PPO (2017, OpenAI) is the most widely-used deep RL algorithm today. It is an actor-critic method that uses a clipped objective to prevent too-large policy updates:

  • Clipped Objective: Limits how much the policy can change in a single update step, preventing catastrophic performance drops.
  • Multiple Epochs: Reuses collected data for multiple gradient steps, improving sample efficiency over vanilla policy gradient.
  • Simple and Robust: Works well across a wide range of tasks with minimal hyperparameter tuning.
Python - PPO Training
from stable_baselines3 import PPO

# PPO works great for both discrete and continuous actions
env = gym.make("LunarLander-v3")

model = PPO(
    "MlpPolicy",
    env,
    learning_rate=3e-4,
    n_steps=2048,
    batch_size=64,
    n_epochs=10,
    gamma=0.99,
    gae_lambda=0.95,
    clip_range=0.2,
    verbose=1
)
model.learn(total_timesteps=500000)
model.save("ppo_lunar_lander")

A3C and A2C

Asynchronous Advantage Actor-Critic (A3C) uses multiple parallel workers that each interact with their own copy of the environment. This provides diverse experience and stabilizes training without replay buffers.

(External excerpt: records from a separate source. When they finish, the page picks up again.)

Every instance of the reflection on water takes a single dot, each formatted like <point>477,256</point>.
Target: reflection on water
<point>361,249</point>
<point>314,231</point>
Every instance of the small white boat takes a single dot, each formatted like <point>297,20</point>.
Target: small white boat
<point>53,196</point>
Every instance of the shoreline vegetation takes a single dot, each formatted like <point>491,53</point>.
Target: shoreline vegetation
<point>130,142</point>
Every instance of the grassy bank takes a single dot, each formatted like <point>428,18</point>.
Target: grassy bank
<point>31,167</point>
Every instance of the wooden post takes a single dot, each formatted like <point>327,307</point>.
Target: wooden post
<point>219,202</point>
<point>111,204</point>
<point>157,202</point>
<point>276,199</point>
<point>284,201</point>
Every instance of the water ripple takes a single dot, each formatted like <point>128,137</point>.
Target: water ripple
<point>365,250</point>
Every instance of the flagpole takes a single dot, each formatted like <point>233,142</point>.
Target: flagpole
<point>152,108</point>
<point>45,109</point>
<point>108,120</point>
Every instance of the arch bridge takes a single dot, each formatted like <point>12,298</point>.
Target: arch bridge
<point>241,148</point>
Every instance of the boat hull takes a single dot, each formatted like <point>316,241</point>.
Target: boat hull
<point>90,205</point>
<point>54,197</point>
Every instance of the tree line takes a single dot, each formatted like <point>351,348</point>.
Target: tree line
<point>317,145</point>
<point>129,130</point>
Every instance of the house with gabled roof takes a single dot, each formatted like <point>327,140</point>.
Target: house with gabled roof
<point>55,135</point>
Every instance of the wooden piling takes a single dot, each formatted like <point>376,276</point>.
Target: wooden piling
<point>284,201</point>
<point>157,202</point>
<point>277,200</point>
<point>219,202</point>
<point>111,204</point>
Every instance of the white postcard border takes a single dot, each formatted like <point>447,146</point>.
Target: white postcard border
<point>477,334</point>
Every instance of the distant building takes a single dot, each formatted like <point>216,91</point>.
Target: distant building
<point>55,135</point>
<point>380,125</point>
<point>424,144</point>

A2C is the synchronous version: all workers collect data, then a single gradient update is performed. Simpler to implement and often performs just as well as A3C.

Soft Actor-Critic (SAC)

SAC maximizes both expected return and entropy (randomness) of the policy. This encourages exploration and leads to more robust policies. SAC is the go-to algorithm for continuous control tasks (robotics, locomotion).

Algorithm Comparison

AlgorithmTypeAction SpaceBest For
DQNOff-policy, value-basedDiscrete onlyAtari games, simple discrete tasks
PPOOn-policy, actor-criticDiscrete + ContinuousGeneral purpose, most tasks
A3C/A2COn-policy, actor-criticDiscrete + ContinuousParallel environments, fast training
SACOff-policy, actor-criticContinuousRobotics, continuous control
TD3Off-policy, actor-criticContinuousContinuous control (deterministic)

DQN Variants and Improvements

  • Double DQN: Uses the online network to select actions and the target network to evaluate them. Reduces overestimation bias.
  • Dueling DQN: Separates Q-value into state value V(s) and advantage A(s,a). Better evaluation of state quality.
  • Prioritized Experience Replay: Samples important transitions more frequently, based on TD error magnitude.
  • Rainbow: Combines six DQN improvements into one agent, achieving state-of-the-art Atari performance.
Key takeaway: Deep RL combines neural networks with RL algorithms to handle complex, high-dimensional problems. PPO is the default choice for most tasks. SAC excels at continuous control. DQN variants work well for discrete action games. Use Stable Baselines3 for quick experimentation.